We have the function $f:D \rightarrow R$ defined on the domain $D = [0,1] \cup (2,3]$.
The function is defined as
$f(x) = \left\{\begin{matrix} x&0 \leq x \leq 1 \\ x-1 & 2 < x \leq 3 \end{matrix}\right.$
At first, I though that maybe we had to prove that the limits as x approached 1 and x approached 2 had to be continuous, but I think I was confusing some of the stuff I learned a while back in introductory calculus.
Since our definition of continuity at a point only means that given any convergent sequence to some $x_0$ in our domain $D$ that the function of $x_n$ also converges to $f(x_n)$, does that just mean I have to show that the function behaves this way at all the points correct?
Well by previous assignments and investigations in the book, it's already been proven that polynomials are continuous over their whole domain. So in this case, our function is defined as two polynomials over continuous intervals, so does that mean that it follows that the function is continuous at every point?
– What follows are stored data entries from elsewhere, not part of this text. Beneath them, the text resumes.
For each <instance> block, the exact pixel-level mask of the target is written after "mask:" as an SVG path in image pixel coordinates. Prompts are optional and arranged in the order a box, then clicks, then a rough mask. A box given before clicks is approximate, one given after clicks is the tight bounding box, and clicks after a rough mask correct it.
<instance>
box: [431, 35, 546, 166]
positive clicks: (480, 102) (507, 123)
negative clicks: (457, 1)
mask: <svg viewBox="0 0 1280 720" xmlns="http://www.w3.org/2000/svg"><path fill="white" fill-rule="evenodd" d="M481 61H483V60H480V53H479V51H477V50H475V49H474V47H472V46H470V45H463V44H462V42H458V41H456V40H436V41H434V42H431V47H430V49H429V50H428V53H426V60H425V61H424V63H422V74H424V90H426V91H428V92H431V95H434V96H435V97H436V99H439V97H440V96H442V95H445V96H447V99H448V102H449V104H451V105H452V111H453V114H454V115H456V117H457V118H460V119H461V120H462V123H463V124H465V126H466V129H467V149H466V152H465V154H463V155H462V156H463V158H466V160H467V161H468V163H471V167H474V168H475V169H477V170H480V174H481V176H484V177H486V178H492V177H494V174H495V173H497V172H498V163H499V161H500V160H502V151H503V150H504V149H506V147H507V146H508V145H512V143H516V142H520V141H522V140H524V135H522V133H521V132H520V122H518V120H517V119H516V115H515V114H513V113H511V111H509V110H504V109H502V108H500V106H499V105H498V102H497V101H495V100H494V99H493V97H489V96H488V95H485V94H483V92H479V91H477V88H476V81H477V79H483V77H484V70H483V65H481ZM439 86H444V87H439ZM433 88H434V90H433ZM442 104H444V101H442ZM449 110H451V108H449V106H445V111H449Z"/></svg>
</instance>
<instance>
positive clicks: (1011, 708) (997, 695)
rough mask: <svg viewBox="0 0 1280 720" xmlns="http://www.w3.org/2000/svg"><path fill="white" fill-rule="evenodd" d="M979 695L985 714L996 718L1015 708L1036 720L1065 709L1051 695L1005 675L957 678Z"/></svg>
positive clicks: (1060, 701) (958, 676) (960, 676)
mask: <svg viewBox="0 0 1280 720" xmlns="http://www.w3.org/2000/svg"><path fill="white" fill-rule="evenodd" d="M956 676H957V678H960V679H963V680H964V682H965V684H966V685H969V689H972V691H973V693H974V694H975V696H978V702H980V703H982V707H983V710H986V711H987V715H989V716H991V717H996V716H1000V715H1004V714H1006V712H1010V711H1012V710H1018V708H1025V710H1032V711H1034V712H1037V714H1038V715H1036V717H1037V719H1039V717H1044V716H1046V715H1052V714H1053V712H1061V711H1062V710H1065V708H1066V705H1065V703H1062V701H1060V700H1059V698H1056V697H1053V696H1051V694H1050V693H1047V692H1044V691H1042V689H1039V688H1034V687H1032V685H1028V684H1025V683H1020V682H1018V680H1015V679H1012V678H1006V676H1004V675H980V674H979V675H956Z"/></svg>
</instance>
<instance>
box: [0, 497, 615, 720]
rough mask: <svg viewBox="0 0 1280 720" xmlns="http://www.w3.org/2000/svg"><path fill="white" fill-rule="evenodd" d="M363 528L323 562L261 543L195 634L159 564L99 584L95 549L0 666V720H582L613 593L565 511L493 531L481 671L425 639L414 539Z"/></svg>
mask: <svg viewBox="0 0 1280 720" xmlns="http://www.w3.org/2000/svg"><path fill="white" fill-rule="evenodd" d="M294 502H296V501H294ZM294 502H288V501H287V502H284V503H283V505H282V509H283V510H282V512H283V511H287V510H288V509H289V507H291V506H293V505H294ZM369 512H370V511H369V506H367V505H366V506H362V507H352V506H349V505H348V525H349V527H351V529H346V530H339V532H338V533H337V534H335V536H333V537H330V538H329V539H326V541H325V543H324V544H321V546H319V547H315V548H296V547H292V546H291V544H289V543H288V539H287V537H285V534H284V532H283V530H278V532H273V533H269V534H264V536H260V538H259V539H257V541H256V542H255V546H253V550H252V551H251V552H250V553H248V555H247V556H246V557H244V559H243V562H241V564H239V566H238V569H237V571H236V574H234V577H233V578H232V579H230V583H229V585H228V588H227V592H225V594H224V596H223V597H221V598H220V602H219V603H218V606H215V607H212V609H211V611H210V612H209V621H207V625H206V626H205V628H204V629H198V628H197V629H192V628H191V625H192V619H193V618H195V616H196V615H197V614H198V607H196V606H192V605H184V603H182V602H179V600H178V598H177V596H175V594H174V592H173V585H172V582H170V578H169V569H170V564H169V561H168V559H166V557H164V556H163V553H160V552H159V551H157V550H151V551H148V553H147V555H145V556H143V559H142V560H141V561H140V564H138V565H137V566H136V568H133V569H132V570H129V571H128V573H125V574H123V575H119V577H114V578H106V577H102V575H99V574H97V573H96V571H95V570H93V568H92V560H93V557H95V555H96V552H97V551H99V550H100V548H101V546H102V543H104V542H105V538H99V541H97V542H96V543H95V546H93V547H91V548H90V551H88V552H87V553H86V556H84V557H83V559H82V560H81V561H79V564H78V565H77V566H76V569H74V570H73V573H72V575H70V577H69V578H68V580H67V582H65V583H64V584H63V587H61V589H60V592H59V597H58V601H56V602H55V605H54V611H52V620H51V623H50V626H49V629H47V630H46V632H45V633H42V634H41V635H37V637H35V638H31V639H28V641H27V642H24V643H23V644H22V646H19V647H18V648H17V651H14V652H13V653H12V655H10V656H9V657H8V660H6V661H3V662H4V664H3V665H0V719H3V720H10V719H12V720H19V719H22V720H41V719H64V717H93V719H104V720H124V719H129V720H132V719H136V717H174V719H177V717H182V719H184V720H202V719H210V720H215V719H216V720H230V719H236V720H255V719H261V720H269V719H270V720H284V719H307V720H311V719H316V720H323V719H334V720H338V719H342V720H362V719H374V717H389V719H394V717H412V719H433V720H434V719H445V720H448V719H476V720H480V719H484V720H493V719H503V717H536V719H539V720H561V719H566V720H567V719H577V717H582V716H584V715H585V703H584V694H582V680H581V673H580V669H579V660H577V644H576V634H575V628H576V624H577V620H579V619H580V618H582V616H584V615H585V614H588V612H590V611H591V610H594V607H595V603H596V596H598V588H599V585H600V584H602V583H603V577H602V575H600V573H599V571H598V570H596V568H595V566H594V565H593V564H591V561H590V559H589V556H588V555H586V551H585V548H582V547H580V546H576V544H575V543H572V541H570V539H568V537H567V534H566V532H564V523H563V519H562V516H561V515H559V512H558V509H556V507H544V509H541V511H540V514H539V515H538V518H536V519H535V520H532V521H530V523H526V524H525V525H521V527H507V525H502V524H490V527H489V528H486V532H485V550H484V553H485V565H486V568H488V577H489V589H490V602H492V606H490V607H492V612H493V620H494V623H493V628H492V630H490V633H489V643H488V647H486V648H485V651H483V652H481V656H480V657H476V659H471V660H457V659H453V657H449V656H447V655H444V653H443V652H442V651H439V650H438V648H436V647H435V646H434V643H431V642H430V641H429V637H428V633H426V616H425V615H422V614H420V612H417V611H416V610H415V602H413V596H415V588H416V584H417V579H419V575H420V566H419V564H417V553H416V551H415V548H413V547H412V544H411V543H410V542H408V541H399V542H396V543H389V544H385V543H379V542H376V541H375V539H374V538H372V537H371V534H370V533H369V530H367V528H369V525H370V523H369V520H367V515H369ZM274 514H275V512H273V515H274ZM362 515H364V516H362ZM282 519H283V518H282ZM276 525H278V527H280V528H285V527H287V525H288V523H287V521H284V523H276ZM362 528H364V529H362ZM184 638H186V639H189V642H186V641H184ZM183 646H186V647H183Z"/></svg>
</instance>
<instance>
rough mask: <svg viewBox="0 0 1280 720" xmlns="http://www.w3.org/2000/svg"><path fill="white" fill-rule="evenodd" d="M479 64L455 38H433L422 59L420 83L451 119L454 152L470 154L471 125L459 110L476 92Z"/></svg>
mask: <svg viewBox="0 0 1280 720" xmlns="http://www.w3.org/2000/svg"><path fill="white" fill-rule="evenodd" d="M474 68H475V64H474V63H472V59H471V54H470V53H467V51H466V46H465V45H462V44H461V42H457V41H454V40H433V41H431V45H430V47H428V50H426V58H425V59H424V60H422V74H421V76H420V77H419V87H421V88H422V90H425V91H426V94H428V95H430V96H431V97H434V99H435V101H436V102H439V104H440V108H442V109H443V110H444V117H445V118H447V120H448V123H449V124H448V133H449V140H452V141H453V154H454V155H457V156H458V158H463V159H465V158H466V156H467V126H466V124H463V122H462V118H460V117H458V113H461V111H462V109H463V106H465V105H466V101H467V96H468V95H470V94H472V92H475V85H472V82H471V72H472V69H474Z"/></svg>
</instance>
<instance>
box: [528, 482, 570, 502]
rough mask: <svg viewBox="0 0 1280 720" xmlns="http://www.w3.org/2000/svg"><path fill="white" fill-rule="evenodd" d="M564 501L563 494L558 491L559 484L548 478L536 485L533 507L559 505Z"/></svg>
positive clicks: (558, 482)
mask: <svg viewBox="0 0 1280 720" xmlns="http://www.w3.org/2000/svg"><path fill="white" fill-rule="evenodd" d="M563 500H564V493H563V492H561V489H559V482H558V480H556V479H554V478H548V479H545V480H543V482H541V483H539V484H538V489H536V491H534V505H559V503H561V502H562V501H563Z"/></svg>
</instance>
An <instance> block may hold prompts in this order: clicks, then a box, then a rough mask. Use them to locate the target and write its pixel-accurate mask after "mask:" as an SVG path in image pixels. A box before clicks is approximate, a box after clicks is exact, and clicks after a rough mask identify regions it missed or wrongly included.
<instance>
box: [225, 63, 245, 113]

Every sequence in our domain that converges to 1 must be in the interval [0,1] for if it was in (2,3] it could not get arbitrarily close to 1. The same argument applies for any sequence converging to 2 in the domain D.
Is this reasoning correct?
Thanks
Suppose $x_n \to x \in D$. Then for $N$ sufficiently large, you must have $x_n \in [0,1]$ for all $n \ge N$ or $x_n \in (2,3]$ for all $n \ge N$.
It is easy to see that $f$ is continuous when restricted to $[0,1]$ and similarly for the restriction to $(2,3]$.